Bus1 is the new Kdbus

For some time there have been one or two developers essentially trying to move part of D-Bus into the kernel, mainly (as far as I understand) for efficiency reasons. This has so far culminated in the “Bus1” patch series – read the announcement from here (more discussion follows):

Bus1 is a local IPC system, which provides a decentralized infrastructure to share objects between local peers. The main building blocks are nodes and handles. Nodes represent objects of a local peer, while handles represent descriptors that point to a node. Nodes can be created and destroyed by any peer, and they will always remain owned by their respective creator. Handles on the other hand, are used to refer to nodes and can be passed around with messages as auxiliary data. Whenever a handle is transferred, the receiver will get its own handle allocated, pointing to the same node as the original handle.

Any peer can send messages directed at one of their handles. This will transfer the message to the owner of the node the handle points to.
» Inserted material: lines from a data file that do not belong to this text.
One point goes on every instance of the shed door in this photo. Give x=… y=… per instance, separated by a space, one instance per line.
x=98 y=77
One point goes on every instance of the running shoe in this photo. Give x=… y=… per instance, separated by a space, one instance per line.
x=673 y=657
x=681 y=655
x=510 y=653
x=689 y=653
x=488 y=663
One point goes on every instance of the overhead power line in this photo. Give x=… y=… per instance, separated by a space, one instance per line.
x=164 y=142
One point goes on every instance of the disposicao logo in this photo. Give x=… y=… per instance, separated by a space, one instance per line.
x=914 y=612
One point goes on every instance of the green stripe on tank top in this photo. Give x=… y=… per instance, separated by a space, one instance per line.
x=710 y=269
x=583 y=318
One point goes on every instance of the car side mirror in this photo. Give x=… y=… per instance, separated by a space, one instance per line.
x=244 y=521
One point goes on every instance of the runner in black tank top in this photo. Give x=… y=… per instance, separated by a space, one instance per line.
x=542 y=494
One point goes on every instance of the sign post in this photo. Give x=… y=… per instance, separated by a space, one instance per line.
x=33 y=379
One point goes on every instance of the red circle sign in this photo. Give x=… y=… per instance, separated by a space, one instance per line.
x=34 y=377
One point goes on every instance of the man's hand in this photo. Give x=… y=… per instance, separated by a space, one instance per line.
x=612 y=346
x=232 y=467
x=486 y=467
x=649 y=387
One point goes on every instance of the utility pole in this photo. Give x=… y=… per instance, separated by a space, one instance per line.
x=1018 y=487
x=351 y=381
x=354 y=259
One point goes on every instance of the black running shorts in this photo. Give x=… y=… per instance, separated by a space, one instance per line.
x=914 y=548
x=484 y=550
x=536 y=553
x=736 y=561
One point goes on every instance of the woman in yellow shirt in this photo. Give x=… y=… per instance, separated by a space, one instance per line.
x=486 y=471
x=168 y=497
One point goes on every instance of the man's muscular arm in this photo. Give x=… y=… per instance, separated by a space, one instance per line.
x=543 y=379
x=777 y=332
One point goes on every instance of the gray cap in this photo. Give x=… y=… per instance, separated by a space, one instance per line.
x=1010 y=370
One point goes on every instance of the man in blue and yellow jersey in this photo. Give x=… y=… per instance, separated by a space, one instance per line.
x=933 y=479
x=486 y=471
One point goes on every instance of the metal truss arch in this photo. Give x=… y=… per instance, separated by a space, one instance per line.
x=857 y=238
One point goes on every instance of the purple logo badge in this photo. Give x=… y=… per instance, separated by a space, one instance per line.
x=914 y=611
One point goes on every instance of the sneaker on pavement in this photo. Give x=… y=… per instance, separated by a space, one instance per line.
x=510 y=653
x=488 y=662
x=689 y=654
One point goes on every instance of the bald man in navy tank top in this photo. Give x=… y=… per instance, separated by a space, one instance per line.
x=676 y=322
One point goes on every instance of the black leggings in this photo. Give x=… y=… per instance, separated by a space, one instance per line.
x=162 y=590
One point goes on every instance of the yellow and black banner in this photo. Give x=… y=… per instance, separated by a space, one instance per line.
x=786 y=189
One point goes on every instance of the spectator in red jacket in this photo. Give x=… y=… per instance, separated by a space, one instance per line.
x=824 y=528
If a peer does not posess a handle to a given node, it will not be able to send a message to that node. That is, handles provide exclusive access management. Anyone that somehow acquired a handle to a node is privileged to further send this handle to other peers. As such, access management is transitive. Once a peer acquired a handle, it cannot be revoked again. However, a node owner can, at anytime, destroy a node. This will effectively unbind all existing handles to that node on any peer, notifying each one of the destruction.

Unlike nodes and handles, peers cannot be addressed directly. In fact, peers are completely disconnected entities. A peer is merely an anchor of a set of nodes and handles, including an incoming message queue for any of those. Whether multiple nodes are all part of the same peer, or part of different peers does not affect the remote view of those. Peers solely exist as management entity and command dispatcher to local processes.
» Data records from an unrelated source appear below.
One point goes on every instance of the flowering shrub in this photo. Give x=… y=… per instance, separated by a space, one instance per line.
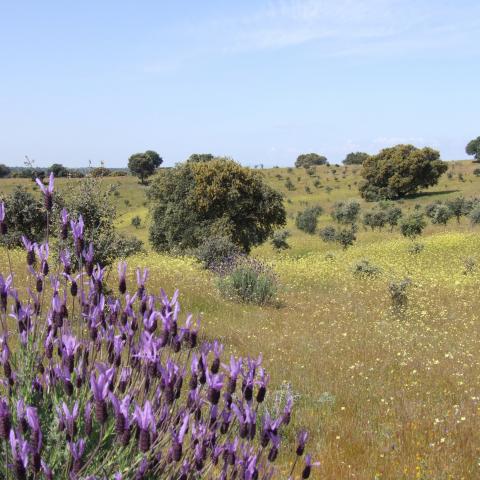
x=96 y=386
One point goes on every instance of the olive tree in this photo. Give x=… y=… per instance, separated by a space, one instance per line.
x=196 y=200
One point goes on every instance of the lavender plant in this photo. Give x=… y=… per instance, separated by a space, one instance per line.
x=99 y=387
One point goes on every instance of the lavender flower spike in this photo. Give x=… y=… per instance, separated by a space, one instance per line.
x=3 y=225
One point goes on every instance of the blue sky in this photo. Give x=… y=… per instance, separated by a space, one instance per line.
x=260 y=81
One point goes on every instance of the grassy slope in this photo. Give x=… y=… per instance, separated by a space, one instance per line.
x=384 y=396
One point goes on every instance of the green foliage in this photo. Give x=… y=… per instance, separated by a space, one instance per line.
x=355 y=158
x=307 y=220
x=473 y=148
x=136 y=221
x=4 y=171
x=249 y=282
x=143 y=165
x=328 y=233
x=200 y=157
x=279 y=240
x=217 y=251
x=412 y=226
x=399 y=171
x=375 y=219
x=94 y=203
x=25 y=216
x=365 y=269
x=310 y=159
x=100 y=172
x=58 y=170
x=194 y=201
x=346 y=213
x=458 y=207
x=289 y=184
x=439 y=213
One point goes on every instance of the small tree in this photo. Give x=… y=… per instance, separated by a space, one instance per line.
x=458 y=207
x=307 y=220
x=355 y=158
x=473 y=148
x=399 y=171
x=26 y=216
x=193 y=201
x=143 y=165
x=310 y=159
x=4 y=171
x=346 y=213
x=413 y=225
x=200 y=157
x=58 y=170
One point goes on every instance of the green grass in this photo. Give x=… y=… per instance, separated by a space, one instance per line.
x=385 y=393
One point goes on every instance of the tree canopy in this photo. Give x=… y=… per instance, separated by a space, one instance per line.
x=143 y=165
x=473 y=148
x=200 y=157
x=193 y=201
x=309 y=159
x=399 y=171
x=355 y=158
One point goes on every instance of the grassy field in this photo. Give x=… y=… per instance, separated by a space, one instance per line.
x=384 y=395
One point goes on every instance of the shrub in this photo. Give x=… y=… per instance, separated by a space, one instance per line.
x=328 y=233
x=279 y=240
x=458 y=207
x=365 y=269
x=413 y=225
x=346 y=213
x=89 y=199
x=307 y=220
x=217 y=251
x=415 y=248
x=194 y=201
x=26 y=217
x=249 y=281
x=289 y=185
x=143 y=165
x=399 y=171
x=310 y=159
x=136 y=221
x=89 y=391
x=375 y=219
x=355 y=158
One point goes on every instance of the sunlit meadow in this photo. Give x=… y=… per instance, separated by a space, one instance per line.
x=384 y=393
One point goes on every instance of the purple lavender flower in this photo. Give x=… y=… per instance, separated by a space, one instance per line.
x=64 y=228
x=5 y=419
x=3 y=225
x=100 y=391
x=301 y=441
x=5 y=290
x=77 y=449
x=20 y=453
x=47 y=191
x=77 y=233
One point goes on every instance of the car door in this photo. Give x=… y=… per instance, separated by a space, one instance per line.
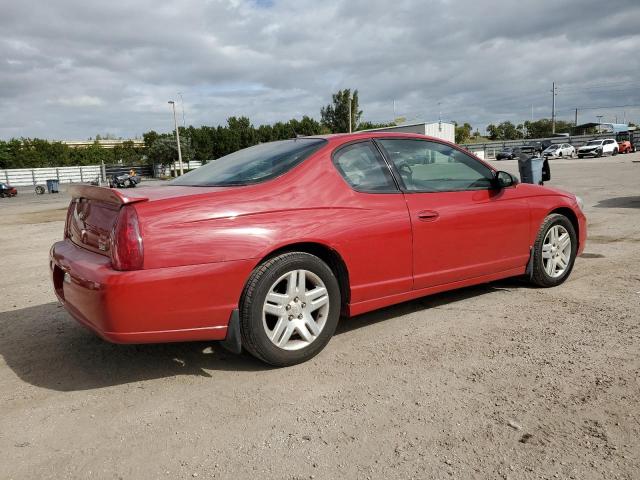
x=462 y=226
x=378 y=247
The set of actors on a system is completely decentralized. There is no global component involved that provides a central registry or discovery mechanism. Furthermore, communication between peers only involves those peers, and does not affect any other peer in any way. No global communication lock is taken. However, any communication is still globally ordered, including unicasts, multicasts, and notifications.

Ok, and maybe I’m missing something, but: replace “nodes” with “unix domain sockets” and replace “handles” with “file descriptors” and, er, haven’t we already got that? (Ok, maybe not quite exactly – but is it perhaps good enough?)

Eg:

Sockets represent objects of a local peer, while descriptors represent descriptors that point to a socket. Sockets can be created and destroyed by any peer, and they will always remain owned by their respective creator.

right?

Descriptors on the other hand, are used to refer to socket connections and can be passed around with messages as auxiliary data. Whenever a descriptor is transferred, the receiver will get its own descriptor allocated, pointing to the same socket connection as the original handle.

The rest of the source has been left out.